In an effort to save Northwest residents a few dollars on their electricity bills this year, the Bonneville Power Administration may have cost us all millions of dollars more for future salmon recovery.
Such a strategy is clearly no bargain. It may be illegal, too, as a lawsuit filed this week against BPA hopes to prove.
The suit, brought by several environmental and fishing groups, alleges that the federal power distribution agency violated the law when it held back millions of gallons of water behind Columbia River dams last summer -- water that was essential to speed migrating salmon downstream to the Pacific Ocean.
In so doing, the lawsuit says, BPA failed in its legal responsibility to provide "equitable treatment" to fish as well as to power generation and other river uses.
Bonneville justified the lower spill rates -- a mere 10 percent of the minimum required by the National Marine Fisheries Service to support migratory fish runs -- as a necessary response to a power emergency, a drought that drastically reduced the amount of water available in the Columbia system. Opponents of the BPA's action point out, however, that there was no actual emergency, that plenty of nonhydro supplemental power was available to compensate for whatever might be lost to fish passage.
But using the expensive nonhydro power would have meant higher energy prices. BPA officials say it might even have threatened the agency's financial footing.

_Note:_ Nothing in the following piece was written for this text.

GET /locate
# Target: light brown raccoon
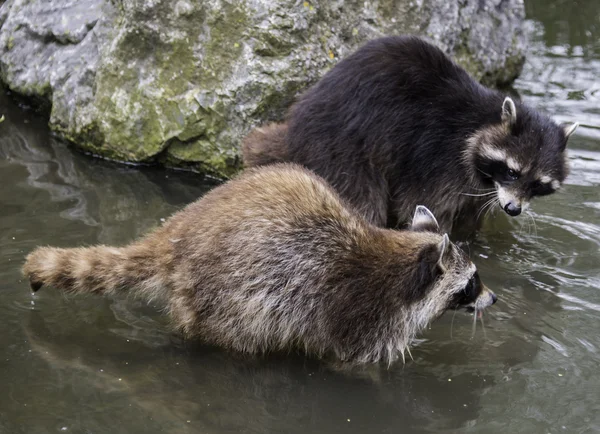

Yet by its very actions, BPA may have done the same thing. The restrictions on spill may have brought about one of the worst years on record for migratory fish survival. By one estimate, just one in 25 young steelhead successfully navigated the stretch above Bonneville Dam, compared to 10 times that many last year.
Juvenile fish who don't make it to the sea cannot return years later as adult fish to spawn -- a devastating domino effect that stretches across generations. With one short-sighted decision, BPA may have undone years of salmon recovery efforts that have already cost us billions of dollars.
The fish themselves are valuable. In addition to being a crucial part of our region's history and character, the salmon makes a tangible contribution to our economy through recreation and tourism. One study pegged the financial benefit of healthy salmon runs to the state of Idaho alone at $170 million and 5,000 jobs.
By and large, Northwesterners understand the value of salmon and are prepared to make the sacrifices necessary to preserve them. A 1999 study, funded in part by the Washington Department of Ecology, concluded that state residents would be willing to pay $120 to $325 a year per household if it meant a 50 percent increase in fish population.
BPA apparently hasn't got that message. Perhaps the lawsuit filed this week will drive it home. Our wild salmon have been pushed to the edge of extinction mainly by human activity. Modifying or curtailing that activity is essential if the salmon are to survive. It's the fiscally prudent thing to do.